バイオ燃料が無条件で、環境に優しいわけでもなく、無害でもない。バイオ燃料についての評価を1)食料との競合、2)生産工程全般の評価、3)エネルギーとしての質、の側面から評価しなければならない。
1)アメリカのように、家畜用の飼料(コーン・トウモロコシ)からの蒸留を、石油の高騰に対応するような政策的な意味合いで急速に押し進めると、結局は家畜の飼料ひいては畜産物の生産に大きく影響する。
廃物や、材木などの廃材から生産することで人との競合をなくすることができる。が、これまでにも、家畜に大量の穀物を与えてでも、高生産を先進国が行ってきた経過もあり、金になるなら、人との競合など先進国は考えもしないだろう。セルロースからの生産技術が待たれる。
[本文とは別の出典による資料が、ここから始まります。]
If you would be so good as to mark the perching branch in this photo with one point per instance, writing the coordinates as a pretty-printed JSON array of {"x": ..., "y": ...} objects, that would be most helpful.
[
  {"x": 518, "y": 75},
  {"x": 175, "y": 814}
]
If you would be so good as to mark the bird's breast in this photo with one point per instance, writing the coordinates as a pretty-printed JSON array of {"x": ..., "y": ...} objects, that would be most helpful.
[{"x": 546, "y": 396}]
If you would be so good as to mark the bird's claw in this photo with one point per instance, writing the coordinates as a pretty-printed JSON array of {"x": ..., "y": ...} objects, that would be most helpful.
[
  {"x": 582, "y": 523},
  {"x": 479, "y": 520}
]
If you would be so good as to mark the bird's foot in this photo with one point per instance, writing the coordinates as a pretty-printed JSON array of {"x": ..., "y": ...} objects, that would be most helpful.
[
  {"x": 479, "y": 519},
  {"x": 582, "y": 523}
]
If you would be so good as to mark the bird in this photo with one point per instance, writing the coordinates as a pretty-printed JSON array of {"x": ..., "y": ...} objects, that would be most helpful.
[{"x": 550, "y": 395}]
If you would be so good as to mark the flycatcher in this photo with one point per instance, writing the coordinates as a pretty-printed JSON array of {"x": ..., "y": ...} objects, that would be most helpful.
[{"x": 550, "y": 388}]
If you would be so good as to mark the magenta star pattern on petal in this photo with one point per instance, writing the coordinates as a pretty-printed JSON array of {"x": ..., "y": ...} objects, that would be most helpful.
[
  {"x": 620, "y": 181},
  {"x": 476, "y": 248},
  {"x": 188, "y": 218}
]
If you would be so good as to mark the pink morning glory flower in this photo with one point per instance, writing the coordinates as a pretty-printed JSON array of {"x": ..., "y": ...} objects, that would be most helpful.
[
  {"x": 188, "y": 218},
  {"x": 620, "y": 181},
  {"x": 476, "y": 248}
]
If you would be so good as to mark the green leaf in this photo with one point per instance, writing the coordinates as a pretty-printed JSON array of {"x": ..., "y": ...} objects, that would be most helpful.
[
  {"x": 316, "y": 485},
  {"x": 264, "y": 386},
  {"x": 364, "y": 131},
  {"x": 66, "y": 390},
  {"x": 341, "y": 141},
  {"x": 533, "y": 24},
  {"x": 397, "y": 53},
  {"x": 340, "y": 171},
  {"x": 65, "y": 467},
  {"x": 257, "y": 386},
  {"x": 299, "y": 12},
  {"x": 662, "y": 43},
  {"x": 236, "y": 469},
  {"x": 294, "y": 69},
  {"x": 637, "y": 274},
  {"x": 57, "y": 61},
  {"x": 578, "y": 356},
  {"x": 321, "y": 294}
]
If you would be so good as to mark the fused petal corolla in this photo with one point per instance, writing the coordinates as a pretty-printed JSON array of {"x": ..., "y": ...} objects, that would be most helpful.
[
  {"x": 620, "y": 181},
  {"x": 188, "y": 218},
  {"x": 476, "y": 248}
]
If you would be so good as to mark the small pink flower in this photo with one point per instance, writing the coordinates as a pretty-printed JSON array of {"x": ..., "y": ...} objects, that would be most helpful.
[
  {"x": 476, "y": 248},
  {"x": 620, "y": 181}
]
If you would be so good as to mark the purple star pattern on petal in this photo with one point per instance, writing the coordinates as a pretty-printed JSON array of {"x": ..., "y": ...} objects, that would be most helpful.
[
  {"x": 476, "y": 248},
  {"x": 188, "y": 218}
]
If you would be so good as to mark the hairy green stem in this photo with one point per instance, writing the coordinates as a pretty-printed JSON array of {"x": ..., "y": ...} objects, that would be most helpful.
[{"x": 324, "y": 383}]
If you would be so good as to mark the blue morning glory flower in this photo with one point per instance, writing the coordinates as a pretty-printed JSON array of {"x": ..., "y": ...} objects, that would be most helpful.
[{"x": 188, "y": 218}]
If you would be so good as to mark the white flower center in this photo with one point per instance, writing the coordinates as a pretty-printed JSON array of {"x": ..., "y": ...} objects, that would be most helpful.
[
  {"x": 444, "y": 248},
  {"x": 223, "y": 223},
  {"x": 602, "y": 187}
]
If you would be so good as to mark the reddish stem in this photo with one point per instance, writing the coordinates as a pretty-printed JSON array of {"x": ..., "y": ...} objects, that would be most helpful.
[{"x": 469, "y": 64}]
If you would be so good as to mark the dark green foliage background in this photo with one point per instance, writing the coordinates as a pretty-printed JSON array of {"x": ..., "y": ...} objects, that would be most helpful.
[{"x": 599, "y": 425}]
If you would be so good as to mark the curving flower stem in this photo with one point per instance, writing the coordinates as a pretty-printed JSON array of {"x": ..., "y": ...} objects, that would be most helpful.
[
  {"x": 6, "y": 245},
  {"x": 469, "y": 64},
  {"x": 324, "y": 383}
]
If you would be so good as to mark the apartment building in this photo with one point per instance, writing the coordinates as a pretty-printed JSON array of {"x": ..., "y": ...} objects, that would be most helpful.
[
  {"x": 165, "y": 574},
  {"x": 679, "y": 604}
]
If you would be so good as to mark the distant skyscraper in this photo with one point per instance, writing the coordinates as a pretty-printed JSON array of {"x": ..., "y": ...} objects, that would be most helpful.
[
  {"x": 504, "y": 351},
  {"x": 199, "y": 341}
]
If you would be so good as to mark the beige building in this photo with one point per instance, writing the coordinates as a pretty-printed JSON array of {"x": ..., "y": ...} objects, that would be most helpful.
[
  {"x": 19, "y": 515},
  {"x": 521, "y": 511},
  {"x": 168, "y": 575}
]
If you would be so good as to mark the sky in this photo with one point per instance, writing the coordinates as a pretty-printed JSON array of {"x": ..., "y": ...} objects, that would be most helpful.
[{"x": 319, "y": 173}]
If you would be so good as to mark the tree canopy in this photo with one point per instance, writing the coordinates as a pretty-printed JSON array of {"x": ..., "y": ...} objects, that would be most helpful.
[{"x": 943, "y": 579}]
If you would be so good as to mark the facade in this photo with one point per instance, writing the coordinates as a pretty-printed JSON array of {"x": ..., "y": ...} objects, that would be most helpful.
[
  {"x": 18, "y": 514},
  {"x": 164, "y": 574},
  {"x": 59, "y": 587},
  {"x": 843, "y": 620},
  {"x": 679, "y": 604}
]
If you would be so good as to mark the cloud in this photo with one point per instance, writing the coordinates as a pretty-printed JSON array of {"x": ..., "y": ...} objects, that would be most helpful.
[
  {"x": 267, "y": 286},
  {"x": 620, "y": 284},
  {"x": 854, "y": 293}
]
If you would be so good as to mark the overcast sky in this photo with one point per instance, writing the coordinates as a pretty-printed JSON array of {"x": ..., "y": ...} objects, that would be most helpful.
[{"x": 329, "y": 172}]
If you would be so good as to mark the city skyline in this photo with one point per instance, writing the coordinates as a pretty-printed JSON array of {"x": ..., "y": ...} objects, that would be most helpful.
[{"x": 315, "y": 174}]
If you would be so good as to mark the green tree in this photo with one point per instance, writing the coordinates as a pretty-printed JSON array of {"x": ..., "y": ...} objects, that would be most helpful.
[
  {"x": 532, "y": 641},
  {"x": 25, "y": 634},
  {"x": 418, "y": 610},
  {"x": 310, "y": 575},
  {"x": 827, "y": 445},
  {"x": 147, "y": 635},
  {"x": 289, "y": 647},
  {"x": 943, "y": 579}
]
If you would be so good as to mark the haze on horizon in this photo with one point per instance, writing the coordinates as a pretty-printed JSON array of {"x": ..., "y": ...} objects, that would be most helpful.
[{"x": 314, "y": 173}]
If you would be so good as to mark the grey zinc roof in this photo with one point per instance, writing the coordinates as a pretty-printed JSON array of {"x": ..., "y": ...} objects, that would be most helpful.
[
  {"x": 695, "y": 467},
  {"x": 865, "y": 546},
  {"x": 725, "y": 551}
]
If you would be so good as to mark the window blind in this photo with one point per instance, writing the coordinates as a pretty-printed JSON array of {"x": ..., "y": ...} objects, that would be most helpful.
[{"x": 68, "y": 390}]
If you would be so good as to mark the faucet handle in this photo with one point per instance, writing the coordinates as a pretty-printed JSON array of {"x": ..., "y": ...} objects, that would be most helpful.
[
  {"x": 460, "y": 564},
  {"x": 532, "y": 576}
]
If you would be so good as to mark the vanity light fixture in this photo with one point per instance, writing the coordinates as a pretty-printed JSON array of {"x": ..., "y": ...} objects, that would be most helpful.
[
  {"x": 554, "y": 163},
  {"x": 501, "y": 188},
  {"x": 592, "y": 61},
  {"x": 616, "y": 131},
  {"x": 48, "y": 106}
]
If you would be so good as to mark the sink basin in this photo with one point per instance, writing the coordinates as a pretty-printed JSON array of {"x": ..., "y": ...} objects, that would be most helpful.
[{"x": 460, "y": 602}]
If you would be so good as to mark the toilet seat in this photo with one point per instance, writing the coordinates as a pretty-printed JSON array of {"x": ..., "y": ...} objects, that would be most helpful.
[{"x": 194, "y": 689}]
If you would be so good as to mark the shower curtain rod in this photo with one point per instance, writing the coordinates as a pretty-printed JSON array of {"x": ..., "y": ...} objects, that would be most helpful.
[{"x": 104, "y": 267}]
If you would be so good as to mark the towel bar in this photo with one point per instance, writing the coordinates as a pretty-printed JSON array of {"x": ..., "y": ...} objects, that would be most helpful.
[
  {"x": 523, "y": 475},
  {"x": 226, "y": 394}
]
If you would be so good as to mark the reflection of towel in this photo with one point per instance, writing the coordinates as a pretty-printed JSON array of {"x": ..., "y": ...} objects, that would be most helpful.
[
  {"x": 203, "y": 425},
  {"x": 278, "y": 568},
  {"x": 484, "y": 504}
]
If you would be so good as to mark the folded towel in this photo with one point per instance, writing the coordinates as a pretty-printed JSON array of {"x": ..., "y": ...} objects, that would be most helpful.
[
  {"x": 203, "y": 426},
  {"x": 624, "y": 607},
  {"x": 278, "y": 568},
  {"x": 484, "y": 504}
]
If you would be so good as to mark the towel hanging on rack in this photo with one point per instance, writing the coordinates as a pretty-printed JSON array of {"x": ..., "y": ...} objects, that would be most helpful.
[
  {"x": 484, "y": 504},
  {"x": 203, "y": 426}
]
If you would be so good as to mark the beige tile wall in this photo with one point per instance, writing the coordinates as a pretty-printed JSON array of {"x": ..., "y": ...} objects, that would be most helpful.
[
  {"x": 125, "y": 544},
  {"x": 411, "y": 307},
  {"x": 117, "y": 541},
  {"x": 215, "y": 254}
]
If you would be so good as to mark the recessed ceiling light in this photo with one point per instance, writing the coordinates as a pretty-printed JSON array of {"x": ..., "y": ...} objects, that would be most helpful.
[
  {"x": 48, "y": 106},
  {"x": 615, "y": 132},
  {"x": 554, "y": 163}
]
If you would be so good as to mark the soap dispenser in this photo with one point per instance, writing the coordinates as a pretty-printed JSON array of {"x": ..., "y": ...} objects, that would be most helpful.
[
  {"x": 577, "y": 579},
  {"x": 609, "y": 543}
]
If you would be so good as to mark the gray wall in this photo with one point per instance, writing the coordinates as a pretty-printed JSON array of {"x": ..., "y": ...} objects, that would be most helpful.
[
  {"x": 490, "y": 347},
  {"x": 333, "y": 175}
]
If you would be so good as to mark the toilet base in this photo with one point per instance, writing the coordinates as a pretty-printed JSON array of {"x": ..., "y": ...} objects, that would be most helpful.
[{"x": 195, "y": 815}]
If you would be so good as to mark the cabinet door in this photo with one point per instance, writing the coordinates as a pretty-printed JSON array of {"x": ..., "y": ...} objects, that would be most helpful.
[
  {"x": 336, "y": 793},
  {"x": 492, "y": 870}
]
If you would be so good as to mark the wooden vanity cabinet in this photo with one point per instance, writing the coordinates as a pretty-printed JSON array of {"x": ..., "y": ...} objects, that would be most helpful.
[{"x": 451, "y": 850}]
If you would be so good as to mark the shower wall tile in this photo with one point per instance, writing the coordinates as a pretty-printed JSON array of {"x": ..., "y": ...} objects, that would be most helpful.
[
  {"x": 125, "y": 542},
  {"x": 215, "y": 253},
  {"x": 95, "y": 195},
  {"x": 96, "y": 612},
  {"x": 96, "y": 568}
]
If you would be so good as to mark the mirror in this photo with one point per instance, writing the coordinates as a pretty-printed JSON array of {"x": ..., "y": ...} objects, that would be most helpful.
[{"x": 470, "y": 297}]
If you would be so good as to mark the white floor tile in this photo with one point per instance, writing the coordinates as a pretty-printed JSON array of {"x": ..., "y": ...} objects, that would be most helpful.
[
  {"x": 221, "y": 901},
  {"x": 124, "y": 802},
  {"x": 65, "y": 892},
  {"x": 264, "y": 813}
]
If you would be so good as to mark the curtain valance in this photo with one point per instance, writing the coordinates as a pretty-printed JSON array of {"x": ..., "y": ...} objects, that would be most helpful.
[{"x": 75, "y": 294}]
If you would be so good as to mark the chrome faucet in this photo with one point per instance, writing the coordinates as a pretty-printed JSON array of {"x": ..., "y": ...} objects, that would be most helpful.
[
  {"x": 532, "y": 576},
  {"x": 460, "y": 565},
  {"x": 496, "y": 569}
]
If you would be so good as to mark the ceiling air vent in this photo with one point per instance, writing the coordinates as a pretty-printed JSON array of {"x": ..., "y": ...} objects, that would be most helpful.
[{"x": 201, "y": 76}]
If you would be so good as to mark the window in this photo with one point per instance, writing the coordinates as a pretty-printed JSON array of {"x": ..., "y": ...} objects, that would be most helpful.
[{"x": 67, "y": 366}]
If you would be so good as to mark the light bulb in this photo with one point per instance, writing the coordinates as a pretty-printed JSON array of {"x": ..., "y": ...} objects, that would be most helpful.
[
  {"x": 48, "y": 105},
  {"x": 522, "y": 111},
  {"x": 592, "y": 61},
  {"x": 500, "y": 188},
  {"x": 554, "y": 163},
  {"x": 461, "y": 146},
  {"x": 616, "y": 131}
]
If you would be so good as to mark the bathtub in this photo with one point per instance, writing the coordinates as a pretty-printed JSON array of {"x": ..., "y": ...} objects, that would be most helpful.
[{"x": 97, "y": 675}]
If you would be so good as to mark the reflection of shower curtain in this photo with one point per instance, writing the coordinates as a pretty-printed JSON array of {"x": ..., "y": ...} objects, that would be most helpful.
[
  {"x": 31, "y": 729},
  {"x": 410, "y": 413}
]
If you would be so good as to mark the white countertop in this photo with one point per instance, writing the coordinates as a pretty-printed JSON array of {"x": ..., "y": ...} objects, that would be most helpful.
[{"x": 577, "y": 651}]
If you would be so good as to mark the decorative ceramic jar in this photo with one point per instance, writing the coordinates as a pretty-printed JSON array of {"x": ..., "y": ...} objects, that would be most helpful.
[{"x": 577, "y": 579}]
2)蒸留工場を造ったり、遠隔地から運搬したり、肥料を大量に使うことで大量のエネルギ ーを消費することで、結局はエネルギーとしてのバランスがマイナスになりかねない。
農業者と呼ばれるか解らないが、食料でないために、何よりも生産を優先させるために、大量の化学肥料や農薬それに遺伝子組み替え品種が、無制限に使用されることが危惧される。環境問題を考慮しなければならない。
補助金のある間は何とかやっているような状況では、少なくとも地球温暖化防止には貢献することにならない。
3)エネルギーの質については、未だ不明のことが多く、ガソリンの20倍になる排出物質のアセトアルデヒドの発ガン性の問題や、エンジンの開発技術の向上などは、最後まで残る課題と思われる。
バイオ燃料は、広範囲のエコバランスの評価をやらなければならない。